ASX 2.52% $63.22 asx limited

re: ****gold rooted****rivkinsjockstrap Rod.Sorry, don't attempt...

  1. 3,274 Posts.
    re: ****gold rooted****rivkinsjockstrap Rod.
    Sorry, don't attempt to predict the future. Not in public, and not sober, anyway! In other words, you are asking the wrong guy. I get the feeling you will get an answer from another person on this forum who is more prepared to put their neck on the line. There seems to be a lot of them. For a start, I think a great number of other indicators have to be looked at in relation to gold, and not just the single chart you presented.

    Also, I'm not sure whether you are asking about silver or gold. As we both know, silver has generally tracked the gold price, but if our investment in physical silver bullion is to come to anything, at some stage silver is going to have to detach itself from gold on the basis of the supply-demand equation frequently bandied about in silver discussions. In short, silver is going to have to cease to be a 'precious metal', and become a metal in demand ala the coppers, platinums etc etc we have seen over the past few years. For your silver shares, unfortunately I think you may have to hold them well into the next year to see if anything comes of the silver supply deficit. Which is to say you are either going to be holding gold with your silver shares, or bronze with your silver shares, but I don't think this year (note this is just an opinion, and not something I'm hanging my hat on). No one remembers the bronze medalist. But if its gold you win, you will be set for life, sort of like the Thorpedo, except you won't be into fashion as much. And I doubt you'll be on your own float in the 2008 mardi gras.
    But back to your question about gold. The only future for gold, unlike silver, is as an alternate store of value to the US dollar. Just about all of the gold mined (think its about 48 000 tonnes) is above ground. I myself am of the opinion the US economy is perched above a precipice, driven there by massive and growing debt, high oil prices: investor sentiment in the US is turning ugly bit by bit. The US economy, and its dollar, are daily propositions at the moment, and decidedly bearish. Hopefully sentiment will change, and then picking share winners will become like shooting fish in a barrel, as it has been in the last few years.

    But if the money comes out of the sharemarkets there, and if it comes it will come with a rush, given the intricate sophistication of computerised trading (the DJ aside, but you get my drift) and the massive power of hedge funds who all work under basically the same philosophy; if it comes, where is it to go to? A massive mattress? Actually, hold that thought. May be better returns in such a situation.
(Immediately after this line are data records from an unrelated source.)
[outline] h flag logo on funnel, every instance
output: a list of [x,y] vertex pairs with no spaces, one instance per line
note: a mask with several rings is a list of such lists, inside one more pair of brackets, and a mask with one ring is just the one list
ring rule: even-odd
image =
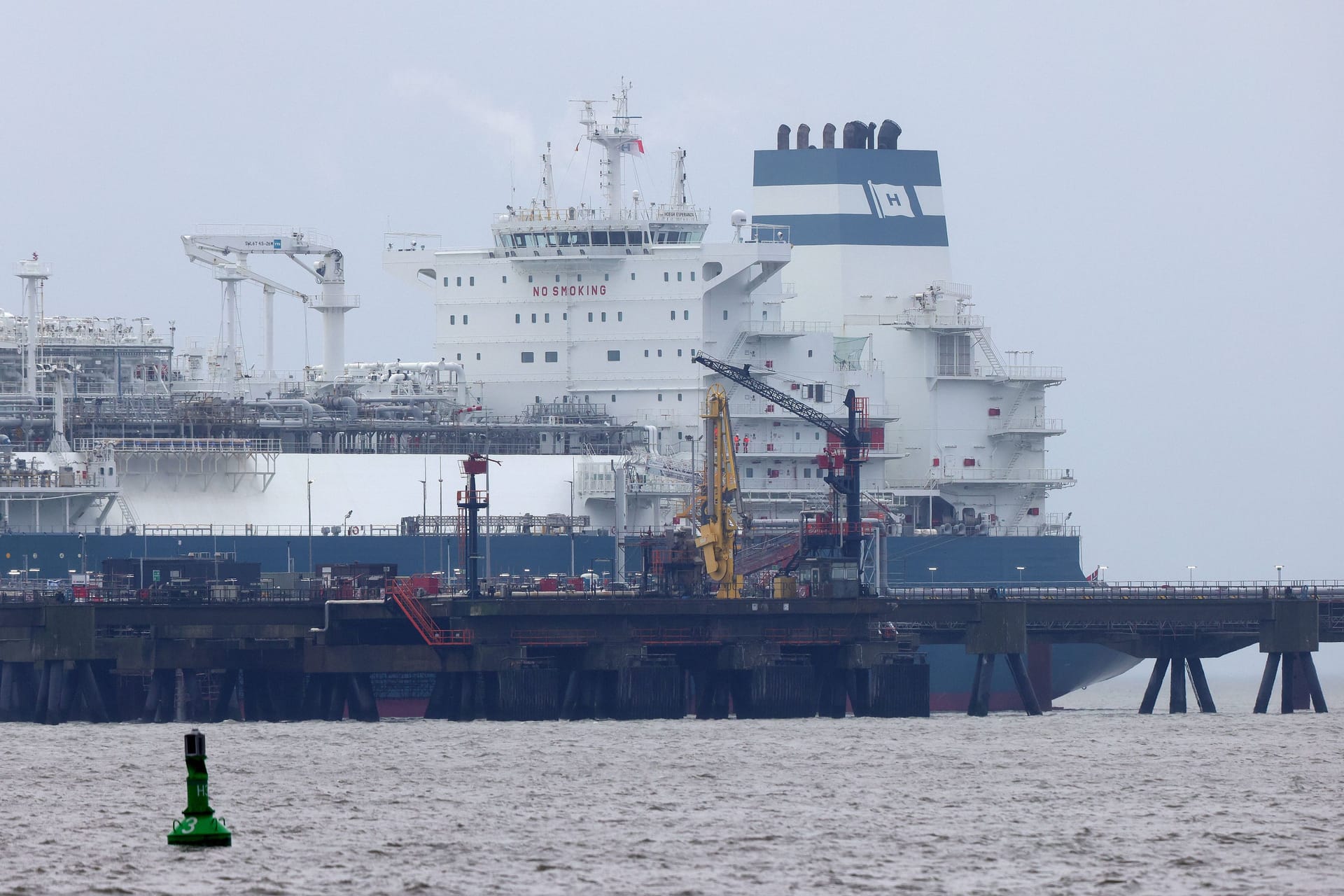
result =
[[896,184],[875,184],[868,181],[868,199],[878,218],[914,218],[915,210],[910,204],[910,193],[905,187]]

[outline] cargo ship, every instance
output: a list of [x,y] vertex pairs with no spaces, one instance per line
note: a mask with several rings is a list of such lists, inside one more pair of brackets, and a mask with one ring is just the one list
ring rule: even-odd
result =
[[[646,160],[626,85],[612,110],[599,121],[585,102],[579,120],[601,153],[601,201],[560,201],[547,152],[540,195],[495,212],[489,244],[386,235],[383,267],[433,304],[425,361],[345,360],[344,321],[368,308],[344,292],[344,254],[309,228],[183,238],[224,298],[212,344],[177,347],[140,318],[48,316],[51,266],[19,262],[22,313],[0,317],[11,575],[227,553],[270,572],[358,559],[452,579],[458,463],[477,451],[500,461],[488,576],[620,582],[640,570],[640,533],[685,517],[700,408],[722,383],[691,363],[704,352],[825,415],[843,415],[848,390],[867,399],[876,588],[1083,579],[1079,529],[1046,509],[1075,481],[1047,465],[1064,426],[1046,394],[1063,372],[1001,351],[952,278],[935,152],[899,148],[890,120],[824,125],[820,146],[806,125],[781,126],[755,153],[751,214],[734,211],[731,238],[711,242],[683,149],[664,200],[626,189]],[[310,285],[261,273],[265,255]],[[257,289],[254,364],[237,333]],[[321,316],[321,364],[274,369],[277,292]],[[827,434],[726,386],[745,512],[769,532],[824,506]],[[934,705],[964,705],[964,657],[930,660]],[[1055,647],[1032,662],[1060,696],[1134,661]],[[1007,680],[996,690],[1011,693]]]

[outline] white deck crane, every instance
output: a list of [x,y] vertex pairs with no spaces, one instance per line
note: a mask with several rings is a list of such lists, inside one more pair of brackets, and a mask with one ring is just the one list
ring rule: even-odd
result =
[[[276,365],[274,297],[285,293],[301,300],[323,316],[323,379],[335,380],[345,371],[345,312],[359,308],[359,296],[345,292],[345,257],[320,234],[296,227],[210,227],[200,234],[181,238],[187,258],[210,267],[224,286],[226,365],[237,357],[238,282],[251,281],[262,287],[262,372],[273,375]],[[290,289],[247,267],[251,254],[285,255],[313,275],[321,286],[316,296]],[[305,255],[321,255],[317,263]],[[230,371],[228,380],[237,377]]]

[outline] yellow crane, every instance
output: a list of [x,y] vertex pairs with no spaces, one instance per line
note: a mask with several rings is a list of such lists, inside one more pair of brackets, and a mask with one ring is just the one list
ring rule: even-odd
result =
[[738,547],[738,462],[732,451],[728,396],[715,383],[706,398],[704,482],[696,493],[695,547],[704,551],[704,571],[719,584],[719,598],[741,598],[742,576],[734,571]]

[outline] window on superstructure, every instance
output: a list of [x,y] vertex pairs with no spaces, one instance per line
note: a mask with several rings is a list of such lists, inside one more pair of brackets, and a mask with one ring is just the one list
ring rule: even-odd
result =
[[938,376],[970,376],[970,333],[938,336]]

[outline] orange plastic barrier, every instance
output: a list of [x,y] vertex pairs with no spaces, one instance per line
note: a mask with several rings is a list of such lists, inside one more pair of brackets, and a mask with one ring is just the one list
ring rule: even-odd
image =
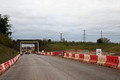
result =
[[120,56],[119,56],[118,69],[120,69]]
[[106,60],[107,60],[106,55],[98,56],[97,64],[105,66]]
[[84,54],[84,62],[89,62],[90,61],[90,55]]
[[84,54],[79,54],[79,60],[83,61],[84,60]]
[[97,55],[90,55],[90,63],[96,64],[98,61]]
[[5,69],[8,69],[10,67],[9,61],[4,63]]
[[72,59],[72,53],[69,53],[69,57],[68,58]]
[[79,54],[75,54],[75,59],[79,60]]
[[119,58],[118,56],[107,56],[106,66],[112,68],[118,68]]
[[68,58],[69,57],[69,53],[66,53],[66,58]]
[[51,55],[51,52],[50,52],[50,55]]
[[75,54],[74,53],[72,54],[72,59],[75,59]]

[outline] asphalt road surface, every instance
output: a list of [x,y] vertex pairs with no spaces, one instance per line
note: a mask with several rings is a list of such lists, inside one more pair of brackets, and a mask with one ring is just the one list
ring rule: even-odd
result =
[[120,70],[75,60],[23,55],[0,80],[120,80]]

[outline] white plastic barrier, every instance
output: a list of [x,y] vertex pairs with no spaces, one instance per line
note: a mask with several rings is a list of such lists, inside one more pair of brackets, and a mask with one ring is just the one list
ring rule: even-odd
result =
[[84,62],[89,62],[90,61],[90,55],[84,54]]
[[97,64],[100,64],[100,65],[105,65],[106,63],[106,55],[101,55],[101,56],[98,56],[98,61],[97,61]]
[[75,54],[75,60],[79,60],[79,54]]
[[69,57],[68,58],[72,59],[72,53],[69,53]]

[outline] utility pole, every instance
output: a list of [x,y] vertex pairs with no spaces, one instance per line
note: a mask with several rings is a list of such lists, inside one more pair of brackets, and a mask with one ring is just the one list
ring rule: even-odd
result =
[[62,42],[62,33],[60,33],[60,41]]
[[85,40],[86,40],[86,33],[85,33],[85,30],[83,30],[83,42],[85,42]]
[[0,14],[0,19],[1,19],[1,14]]
[[101,31],[101,39],[102,39],[102,31]]

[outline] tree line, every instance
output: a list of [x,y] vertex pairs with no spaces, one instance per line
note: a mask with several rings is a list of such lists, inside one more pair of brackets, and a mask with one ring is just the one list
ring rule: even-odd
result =
[[7,15],[1,15],[0,14],[0,32],[10,36],[12,34],[11,25],[9,24],[9,17]]

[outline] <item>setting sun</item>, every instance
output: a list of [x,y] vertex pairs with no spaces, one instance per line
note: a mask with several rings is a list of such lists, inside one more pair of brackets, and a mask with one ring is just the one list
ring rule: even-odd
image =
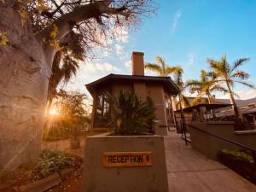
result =
[[58,111],[56,110],[56,108],[51,108],[50,110],[49,110],[49,113],[50,114],[50,115],[58,115],[59,114],[59,113],[58,113]]

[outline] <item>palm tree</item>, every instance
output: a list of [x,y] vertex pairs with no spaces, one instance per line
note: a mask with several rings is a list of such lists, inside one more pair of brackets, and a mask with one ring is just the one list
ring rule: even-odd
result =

Such a flashpoint would mean the US dollar would devalue rapidly, the only thing holding it up at the moment really is Asian bond buying in exchange for the US buying their consumer products. What happens if the Asians realise some of the debt owed to them may be defaulted? A US blowout would, in my opinion, be good for physical bullion, and initially bad for all shares, gold, silver or otherwise. In other words, whither the winds in the US sharemarkets blow, whither the price of gold shall blow opposite.